Legati alla libertà personale sono: il concetto di presunzione di non colpevolezza, i diritti dei detenuti, il divieto di pena di morte ed il garantismo. In base alla Costituzione, l’imputato non è considerato colpevole fintanto che la condanna non è definitiva. Poiché la restrizione della libertà in attesa di giudizio può protrarsi anche molto a lungo, a causa della lentezza dei processi, la Costituzione affida alla legge il compito di fissare il limite massimo della carcerazione preventiva. Per quanto riguarda i diritti dei detenuti, è innanzitutto vietata qualsiasi forma di tortura e le pene non possono consistere in trattamenti contrari al senso di umanità e devono tendere alla rieducazione del condannato.

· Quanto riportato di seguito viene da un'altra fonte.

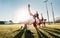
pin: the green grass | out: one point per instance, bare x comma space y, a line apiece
14, 31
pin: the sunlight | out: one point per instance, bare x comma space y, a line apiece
21, 15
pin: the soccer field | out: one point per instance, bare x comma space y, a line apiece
14, 31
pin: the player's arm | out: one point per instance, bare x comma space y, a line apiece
29, 10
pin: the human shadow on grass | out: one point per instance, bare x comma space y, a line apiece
28, 34
40, 34
19, 35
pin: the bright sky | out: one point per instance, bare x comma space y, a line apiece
11, 9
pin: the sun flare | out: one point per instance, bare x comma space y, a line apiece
21, 15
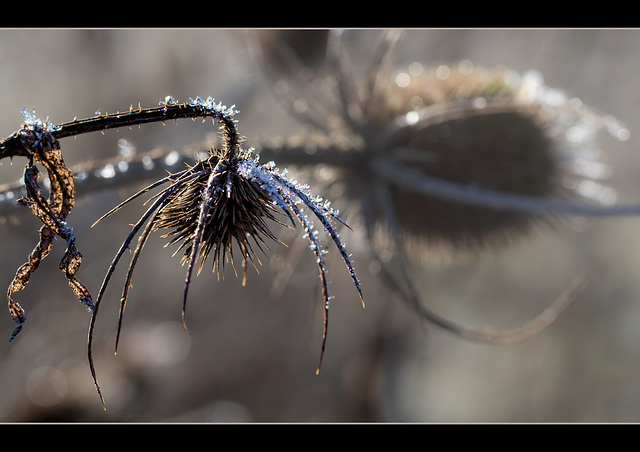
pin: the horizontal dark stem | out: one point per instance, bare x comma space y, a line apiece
12, 145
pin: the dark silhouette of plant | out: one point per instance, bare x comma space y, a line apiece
227, 198
452, 157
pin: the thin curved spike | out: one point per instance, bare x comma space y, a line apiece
317, 250
125, 245
328, 227
197, 235
140, 193
142, 240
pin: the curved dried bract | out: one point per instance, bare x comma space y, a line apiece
227, 200
36, 141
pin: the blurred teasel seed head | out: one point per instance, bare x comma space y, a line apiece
480, 129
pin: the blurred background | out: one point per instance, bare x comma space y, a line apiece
250, 353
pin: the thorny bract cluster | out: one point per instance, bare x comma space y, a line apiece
228, 197
459, 156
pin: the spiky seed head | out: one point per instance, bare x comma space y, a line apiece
240, 211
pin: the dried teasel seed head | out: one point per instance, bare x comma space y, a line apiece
239, 212
487, 129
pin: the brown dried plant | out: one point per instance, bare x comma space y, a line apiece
228, 199
450, 157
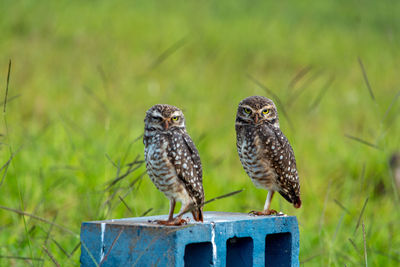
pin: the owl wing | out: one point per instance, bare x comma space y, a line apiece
188, 168
281, 155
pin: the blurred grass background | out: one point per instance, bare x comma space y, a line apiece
84, 73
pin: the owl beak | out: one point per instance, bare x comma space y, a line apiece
255, 118
166, 125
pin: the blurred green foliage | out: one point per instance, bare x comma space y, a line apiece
84, 73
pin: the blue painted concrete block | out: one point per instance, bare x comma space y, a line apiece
224, 239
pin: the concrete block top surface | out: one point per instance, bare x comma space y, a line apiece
210, 217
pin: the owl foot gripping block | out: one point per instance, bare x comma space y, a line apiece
224, 239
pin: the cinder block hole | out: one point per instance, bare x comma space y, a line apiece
278, 249
239, 251
198, 254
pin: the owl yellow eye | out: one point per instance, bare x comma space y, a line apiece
247, 111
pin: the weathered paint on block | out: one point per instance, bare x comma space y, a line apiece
224, 239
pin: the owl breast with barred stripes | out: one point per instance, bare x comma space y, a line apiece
265, 152
173, 162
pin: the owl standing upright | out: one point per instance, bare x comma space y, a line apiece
173, 162
265, 152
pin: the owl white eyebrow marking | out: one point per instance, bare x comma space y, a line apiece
155, 113
267, 107
175, 113
246, 106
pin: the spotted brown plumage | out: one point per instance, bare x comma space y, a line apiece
173, 162
265, 152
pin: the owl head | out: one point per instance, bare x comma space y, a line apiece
255, 110
164, 118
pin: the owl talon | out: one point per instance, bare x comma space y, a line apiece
264, 213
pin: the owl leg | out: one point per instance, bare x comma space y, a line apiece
267, 210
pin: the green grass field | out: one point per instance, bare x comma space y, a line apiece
84, 73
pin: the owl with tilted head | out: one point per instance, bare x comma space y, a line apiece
265, 152
173, 162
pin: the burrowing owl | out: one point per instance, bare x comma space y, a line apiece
173, 162
265, 152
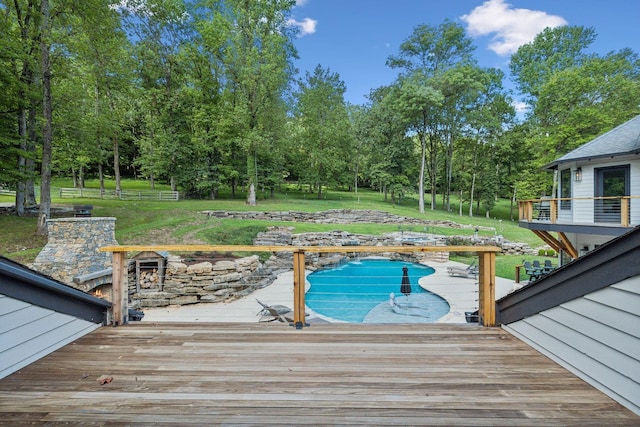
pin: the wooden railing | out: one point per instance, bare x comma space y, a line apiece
600, 209
96, 193
486, 263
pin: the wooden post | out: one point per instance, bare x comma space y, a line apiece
624, 211
299, 282
118, 289
487, 298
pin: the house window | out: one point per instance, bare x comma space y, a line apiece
611, 185
565, 189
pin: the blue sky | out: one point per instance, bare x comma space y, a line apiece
354, 38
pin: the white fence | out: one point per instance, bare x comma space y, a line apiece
95, 193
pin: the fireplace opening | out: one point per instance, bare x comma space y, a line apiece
149, 271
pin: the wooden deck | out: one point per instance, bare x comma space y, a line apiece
327, 374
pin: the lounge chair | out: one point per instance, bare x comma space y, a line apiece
470, 271
407, 308
272, 313
533, 273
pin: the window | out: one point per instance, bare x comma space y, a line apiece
565, 189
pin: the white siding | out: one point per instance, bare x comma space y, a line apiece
635, 191
29, 332
597, 337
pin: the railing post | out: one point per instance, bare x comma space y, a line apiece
299, 283
119, 291
487, 296
624, 212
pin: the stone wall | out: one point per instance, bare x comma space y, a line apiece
202, 282
338, 216
72, 247
282, 236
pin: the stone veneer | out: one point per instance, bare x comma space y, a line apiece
72, 247
202, 282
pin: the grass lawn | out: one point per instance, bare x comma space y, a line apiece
165, 222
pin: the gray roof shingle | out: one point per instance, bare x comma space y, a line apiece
624, 139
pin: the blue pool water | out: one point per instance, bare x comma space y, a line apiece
351, 291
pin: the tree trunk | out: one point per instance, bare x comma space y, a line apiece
47, 131
251, 198
423, 161
22, 163
101, 175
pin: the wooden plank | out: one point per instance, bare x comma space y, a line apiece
299, 288
327, 374
119, 288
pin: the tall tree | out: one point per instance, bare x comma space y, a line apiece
553, 50
424, 58
258, 66
325, 135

Agli stessi principi di civiltà giuridica, si ispira anche la norma contenuta nel 4° comma dell’art.27 della Costituzione secondo cui non è ammessa la pena di morte se non nei casi previsti dalle leggi militari di guerra. Bisogna però precisare che molti stati anche quelli considerati il massimo dell’espressione democratica come gli U.S.A. praticano la pena di morte.

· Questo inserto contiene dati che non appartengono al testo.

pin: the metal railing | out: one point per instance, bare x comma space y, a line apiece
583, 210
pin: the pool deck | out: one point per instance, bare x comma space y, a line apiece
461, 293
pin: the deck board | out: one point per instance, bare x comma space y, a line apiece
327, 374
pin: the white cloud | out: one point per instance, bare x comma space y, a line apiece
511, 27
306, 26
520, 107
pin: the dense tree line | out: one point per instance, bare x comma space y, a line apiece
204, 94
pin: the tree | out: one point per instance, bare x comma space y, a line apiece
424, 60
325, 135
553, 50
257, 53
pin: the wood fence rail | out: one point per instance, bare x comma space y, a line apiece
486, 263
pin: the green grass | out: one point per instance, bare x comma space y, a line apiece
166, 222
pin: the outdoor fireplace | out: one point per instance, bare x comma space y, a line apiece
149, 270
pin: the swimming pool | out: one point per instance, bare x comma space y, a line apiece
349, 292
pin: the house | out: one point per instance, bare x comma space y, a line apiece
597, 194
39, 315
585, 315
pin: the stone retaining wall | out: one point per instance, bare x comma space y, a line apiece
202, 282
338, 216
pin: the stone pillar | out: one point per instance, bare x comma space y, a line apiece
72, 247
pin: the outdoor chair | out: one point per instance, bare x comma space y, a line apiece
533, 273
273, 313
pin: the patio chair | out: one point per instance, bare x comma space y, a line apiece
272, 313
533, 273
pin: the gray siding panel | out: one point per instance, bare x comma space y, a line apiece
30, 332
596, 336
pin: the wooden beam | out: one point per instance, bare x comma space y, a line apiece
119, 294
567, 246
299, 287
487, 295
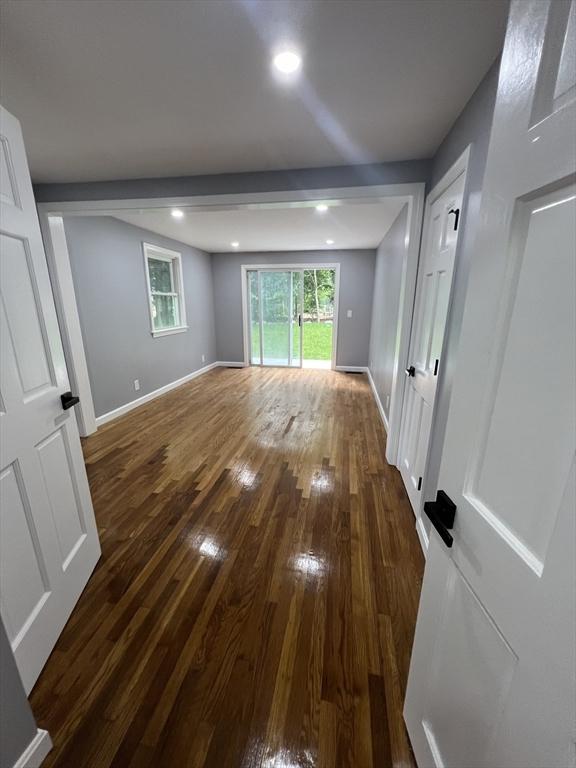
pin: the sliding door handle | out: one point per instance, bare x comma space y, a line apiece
441, 514
68, 400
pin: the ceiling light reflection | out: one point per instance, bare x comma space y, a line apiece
322, 482
210, 548
309, 564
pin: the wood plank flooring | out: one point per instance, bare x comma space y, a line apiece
256, 597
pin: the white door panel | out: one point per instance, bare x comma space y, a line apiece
431, 310
49, 542
493, 673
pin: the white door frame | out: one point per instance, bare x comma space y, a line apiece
67, 309
245, 268
457, 169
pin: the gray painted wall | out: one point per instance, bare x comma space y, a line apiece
356, 279
17, 724
405, 172
110, 283
473, 126
385, 307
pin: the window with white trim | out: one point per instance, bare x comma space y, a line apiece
165, 290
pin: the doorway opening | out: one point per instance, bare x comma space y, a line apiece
292, 315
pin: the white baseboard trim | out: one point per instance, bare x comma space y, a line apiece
106, 417
378, 402
34, 754
422, 535
351, 368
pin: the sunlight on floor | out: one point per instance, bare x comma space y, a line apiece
317, 364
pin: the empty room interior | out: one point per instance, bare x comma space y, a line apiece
287, 383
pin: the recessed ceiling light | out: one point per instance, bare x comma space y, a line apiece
287, 62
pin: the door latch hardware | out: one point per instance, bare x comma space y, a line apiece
441, 514
68, 400
456, 212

Tutti i principi sopra esposti si collocano all’interno di un orientamento garantista. Il garantismo viene spesso accusato di ostacolare la lotta alla criminalità. Infatti, si dice che se la polizia e i giudici non dovessero rispettare così scrupolosamente i diritti dei cittadini e non avessero le mani legate, potrebbero combattere i delinquenti in modo più efficace. Però in questo caso potrebbe succedere che un innocente finisca in carcere.